The interior of the Sun pulsates as rhythmically as a human heart. But while the heart pulses at one fairly steady frequency, the Sun reverberates at thousands of different frequencies. Pressure changes inside the Sun create these reverberations, just like pressure changes in the air create sound. The sound waves inside the Sun are outside the range of human hearing — they’re too low frequency — but if we sped them up, we could hear them just like any other sound.

Some of these sound waves come from deep within the Sun, while others come from shallower layers. Since these sound waves can tell us about the structure of the solar interior, scientists measure them constantly using instruments like the Birmingham Solar-Oscillations Network.

Howe and colleagues collected 29 years of data on these sound waves, and they measured how much the waves’ frequency changed over time relative to a four-year period spanning 1988 to 1992. If the Sun were to stay pretty much the same, researchers would find no real difference between this four-year period and any other period. Instead, they were surprised to find that, since 1994, low-frequency sound waves have changed quite a bit compared with their behavior during the four-year benchmark. While higher-frequency sound waves changed too, it was by a much smaller amount. This confirms previous research, which has indicated a possible structural change in the surface layer of the Sun.

Then, the researchers compared the change in higher-frequency sound waves, which reverberate in the shallowest layer of the Sun, with the number of sunspots. In general, the two tracked each other pretty well over the years: the change in high-frequency sound waves went up and down with the number of spots during the Sun’s 11-year cycle of magnetic activity.

But over the last two solar cycles, the change in high-frequency sound waves exceeded the number of sunspots.
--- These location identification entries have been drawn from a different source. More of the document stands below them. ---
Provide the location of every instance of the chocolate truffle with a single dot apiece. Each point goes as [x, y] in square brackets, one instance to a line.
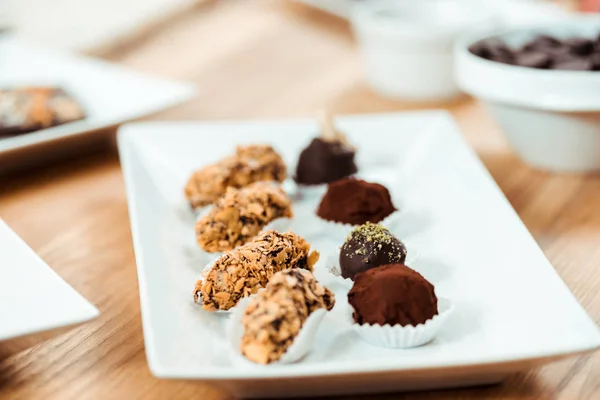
[392, 294]
[353, 201]
[370, 246]
[325, 161]
[327, 158]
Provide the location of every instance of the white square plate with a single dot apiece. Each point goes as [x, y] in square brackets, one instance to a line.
[110, 94]
[512, 309]
[33, 298]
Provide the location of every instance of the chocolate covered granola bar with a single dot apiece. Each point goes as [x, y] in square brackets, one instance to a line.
[249, 164]
[24, 110]
[240, 214]
[274, 318]
[243, 271]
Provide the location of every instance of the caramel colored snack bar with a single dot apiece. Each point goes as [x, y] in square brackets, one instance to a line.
[28, 109]
[249, 164]
[238, 216]
[248, 268]
[275, 317]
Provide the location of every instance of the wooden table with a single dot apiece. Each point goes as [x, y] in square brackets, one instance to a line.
[255, 59]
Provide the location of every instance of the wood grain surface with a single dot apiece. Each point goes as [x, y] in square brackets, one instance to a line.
[255, 59]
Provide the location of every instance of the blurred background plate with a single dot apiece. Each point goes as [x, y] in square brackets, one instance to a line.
[34, 298]
[517, 12]
[110, 95]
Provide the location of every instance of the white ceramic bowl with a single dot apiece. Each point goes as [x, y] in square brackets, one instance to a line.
[407, 44]
[551, 118]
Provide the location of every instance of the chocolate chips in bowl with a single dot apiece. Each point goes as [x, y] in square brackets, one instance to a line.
[541, 85]
[575, 53]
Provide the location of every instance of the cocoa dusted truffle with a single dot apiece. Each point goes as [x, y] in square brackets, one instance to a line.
[355, 202]
[392, 294]
[327, 158]
[370, 246]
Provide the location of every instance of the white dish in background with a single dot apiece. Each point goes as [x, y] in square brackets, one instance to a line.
[406, 46]
[506, 307]
[33, 298]
[551, 118]
[110, 94]
[518, 12]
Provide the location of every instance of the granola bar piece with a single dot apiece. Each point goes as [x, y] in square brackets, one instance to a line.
[245, 270]
[274, 318]
[27, 109]
[239, 215]
[249, 164]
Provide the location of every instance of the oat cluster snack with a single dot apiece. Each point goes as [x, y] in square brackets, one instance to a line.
[28, 109]
[246, 269]
[240, 214]
[249, 164]
[274, 318]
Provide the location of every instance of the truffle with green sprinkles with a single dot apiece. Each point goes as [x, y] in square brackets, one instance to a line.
[370, 246]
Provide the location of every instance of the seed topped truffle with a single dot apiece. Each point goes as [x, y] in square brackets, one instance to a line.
[393, 294]
[370, 246]
[355, 202]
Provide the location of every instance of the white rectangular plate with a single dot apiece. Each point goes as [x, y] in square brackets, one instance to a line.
[33, 298]
[110, 94]
[512, 309]
[511, 12]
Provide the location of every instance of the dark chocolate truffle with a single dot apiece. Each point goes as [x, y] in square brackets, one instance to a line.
[353, 201]
[370, 246]
[325, 161]
[392, 294]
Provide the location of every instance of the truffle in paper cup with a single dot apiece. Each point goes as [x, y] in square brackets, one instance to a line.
[404, 337]
[300, 347]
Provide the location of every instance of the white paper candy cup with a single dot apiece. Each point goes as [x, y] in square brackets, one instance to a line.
[332, 263]
[300, 347]
[279, 225]
[310, 192]
[404, 337]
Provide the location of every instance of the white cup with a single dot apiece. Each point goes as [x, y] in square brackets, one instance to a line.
[407, 44]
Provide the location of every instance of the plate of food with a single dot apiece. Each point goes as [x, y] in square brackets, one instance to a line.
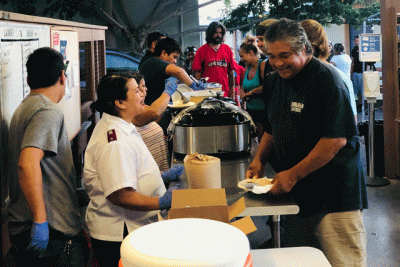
[256, 186]
[180, 105]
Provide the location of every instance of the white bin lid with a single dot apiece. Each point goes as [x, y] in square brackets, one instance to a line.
[185, 242]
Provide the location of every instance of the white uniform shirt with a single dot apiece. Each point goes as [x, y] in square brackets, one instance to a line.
[116, 157]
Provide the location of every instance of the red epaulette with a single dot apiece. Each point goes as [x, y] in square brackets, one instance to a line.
[111, 135]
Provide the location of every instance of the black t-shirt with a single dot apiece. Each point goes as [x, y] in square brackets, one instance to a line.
[302, 110]
[153, 70]
[146, 56]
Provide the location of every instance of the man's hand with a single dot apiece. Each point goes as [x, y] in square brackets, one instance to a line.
[39, 238]
[198, 86]
[256, 170]
[166, 199]
[173, 173]
[283, 182]
[170, 86]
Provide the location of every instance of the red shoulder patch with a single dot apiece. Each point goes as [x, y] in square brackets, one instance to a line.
[111, 135]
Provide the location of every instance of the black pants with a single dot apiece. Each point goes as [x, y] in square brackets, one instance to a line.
[107, 253]
[61, 250]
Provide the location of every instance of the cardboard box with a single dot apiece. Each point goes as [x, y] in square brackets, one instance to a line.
[209, 204]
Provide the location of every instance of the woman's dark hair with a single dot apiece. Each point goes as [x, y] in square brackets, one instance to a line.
[44, 67]
[169, 45]
[111, 87]
[338, 47]
[317, 36]
[290, 32]
[212, 29]
[249, 45]
[135, 75]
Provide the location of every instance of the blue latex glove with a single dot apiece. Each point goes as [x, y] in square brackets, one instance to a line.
[165, 200]
[170, 86]
[172, 174]
[199, 86]
[39, 238]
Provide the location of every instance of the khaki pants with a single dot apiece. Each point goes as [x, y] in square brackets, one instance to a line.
[341, 236]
This shift, the researchers reasoned, could mean that the waves were picking up on sunspots so small that they weren’t even recorded. If there are a lot more tiny sunspots than there used to be, and they’re all confined to the shallowest layer of the Sun — well, maybe the Sun’s surface is thinning and its magnetic activity is slowing down.

There is evidence that Sun-like stars slow their magnetic activity after reaching middle age. And the Sun is, in fact, at just that age. But while we might be seeing some evidence of a slow-down, the process will likely happen over thousands, if not millions, of years. Furthermore, this is not the first time that the Sun has deviated from previous behavior. During a 70-year period in the 17th century, the Sun shed all but a few of its sunspots, only to right its course again.

Sunspot Record Over 400 Years

This graph shows the number of sunspot groups over the past 400 years. The Maunder Minimum, when sunspots were scarce between 1645 and 1715, is clearly visible, and the more regular changes of the 11-year solar cycle are also clearly seen. WDC-SILSO

And maybe we’re not seeing a slow-down at all. While the strongest sunspot cycle rises and falls over the course of 11 years, there are other sunspot cycles that rise and fall over longer timespans.